A provider of cutting-edge Digital Health Tools & Solutions in Pretoria seeks the expertise of a Data Scientist with at least 10 years’ experience in the field of Technology and Information Management. Your role will entail the design, build and management of data pipelines for data structures encompassing data transformation, data models, schemas, metadata and workload management. You must have the ability to work with both IT and business in Integrating Analytics and Data Science output into business processes and workflows. The successful incumbent will need a suitable Bachelor’s Degree in Computer Science/Informatics or equivalent with a Data Science specific qualification. You will also require 5 years’ experience working with Predictive Analytics, Machine Learning and Neural Networks and proficiency with Big Data, SQL, R, Python, Java, ETL processes, data integration and data preparation flows and helping to move them in production. You must also have advanced skills in – Wrangling and transforming data to perform meaningful analyses, Data visualisation and interpretation and effectively communicating results and findings and the application of statistical methods to draw scientific conclusions from data.

Relevant Bachelor’s Degree or equivalent in Computer Science or Informatics.

Specific qualification in Data Science.

Honours Degree will be an advantage.

At least 10 years’ experience in the field of Technology and Information Management.

A minimum of 5 years’ experience working with Data Science technologies, such as Predictive Analytics, Machine Learning and Neural Networks.

Statistical Modelling and Machine Learning technologies.

Applying methods for Big Data to reveal patterns, trends, and associations.

Data management and analytics software and coding.

Popular database programming languages including SQL for relational databases.

Strong experience with advanced Analytics tools for Object-Oriented/Object function scripting using languages such as R, Python, Java etc.

Strong experience working with large, heterogeneous datasets in building and optimising data pipelines, pipeline architectures, and integrated datasets using traditional data integration technologies. These should include ETL/ELT, data replication/CDC.

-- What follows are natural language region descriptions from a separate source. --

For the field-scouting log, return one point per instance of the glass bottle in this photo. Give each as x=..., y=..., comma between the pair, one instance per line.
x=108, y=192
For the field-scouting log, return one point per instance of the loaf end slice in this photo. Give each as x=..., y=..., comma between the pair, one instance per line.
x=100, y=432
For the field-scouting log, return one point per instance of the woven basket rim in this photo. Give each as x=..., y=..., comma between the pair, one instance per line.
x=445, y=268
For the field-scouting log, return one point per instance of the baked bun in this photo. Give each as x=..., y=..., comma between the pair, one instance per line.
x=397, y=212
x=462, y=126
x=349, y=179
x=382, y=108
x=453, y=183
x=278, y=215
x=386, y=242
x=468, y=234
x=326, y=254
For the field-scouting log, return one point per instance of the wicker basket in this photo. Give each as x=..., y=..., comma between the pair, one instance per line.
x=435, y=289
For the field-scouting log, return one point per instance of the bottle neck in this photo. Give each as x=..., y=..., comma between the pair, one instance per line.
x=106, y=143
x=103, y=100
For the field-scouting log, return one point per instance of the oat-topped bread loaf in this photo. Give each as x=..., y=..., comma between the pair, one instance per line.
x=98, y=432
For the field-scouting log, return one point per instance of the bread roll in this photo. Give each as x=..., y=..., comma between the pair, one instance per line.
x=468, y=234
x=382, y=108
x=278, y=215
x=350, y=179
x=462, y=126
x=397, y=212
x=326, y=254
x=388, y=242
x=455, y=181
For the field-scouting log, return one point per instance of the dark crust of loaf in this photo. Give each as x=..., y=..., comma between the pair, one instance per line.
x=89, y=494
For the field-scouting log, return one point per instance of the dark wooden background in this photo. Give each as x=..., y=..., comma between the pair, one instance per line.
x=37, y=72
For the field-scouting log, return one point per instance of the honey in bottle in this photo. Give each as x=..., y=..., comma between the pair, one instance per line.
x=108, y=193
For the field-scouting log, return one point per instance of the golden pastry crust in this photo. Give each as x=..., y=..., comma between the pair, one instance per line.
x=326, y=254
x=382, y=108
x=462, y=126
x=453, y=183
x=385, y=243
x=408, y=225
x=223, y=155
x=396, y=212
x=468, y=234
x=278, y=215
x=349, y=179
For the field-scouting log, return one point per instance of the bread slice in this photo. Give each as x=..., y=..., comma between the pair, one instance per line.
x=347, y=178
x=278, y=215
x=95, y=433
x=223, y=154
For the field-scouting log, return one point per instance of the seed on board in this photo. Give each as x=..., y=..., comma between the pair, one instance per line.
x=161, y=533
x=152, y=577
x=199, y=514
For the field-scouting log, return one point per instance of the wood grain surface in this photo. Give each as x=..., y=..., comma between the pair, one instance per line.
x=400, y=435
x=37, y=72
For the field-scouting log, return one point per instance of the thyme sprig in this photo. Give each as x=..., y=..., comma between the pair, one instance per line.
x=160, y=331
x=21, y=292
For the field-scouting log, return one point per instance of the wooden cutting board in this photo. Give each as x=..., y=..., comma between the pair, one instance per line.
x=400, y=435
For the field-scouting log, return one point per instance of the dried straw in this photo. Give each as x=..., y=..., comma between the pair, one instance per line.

Working with and optimising existing ETL processes, data integration and data preparation flows and helping to move them in production.

Wrangling and transforming data to perform meaningful analyses.

Data visualisation and interpretation and effectively communicating results and findings.

The application of statistical methods to draw scientific conclusions from data. Basic experience in working with message queuing technologies. Basic experience working with popular data discovery, analytics and BI software tools like Tableau, Power BI etc., for semantic-layer-based data discovery.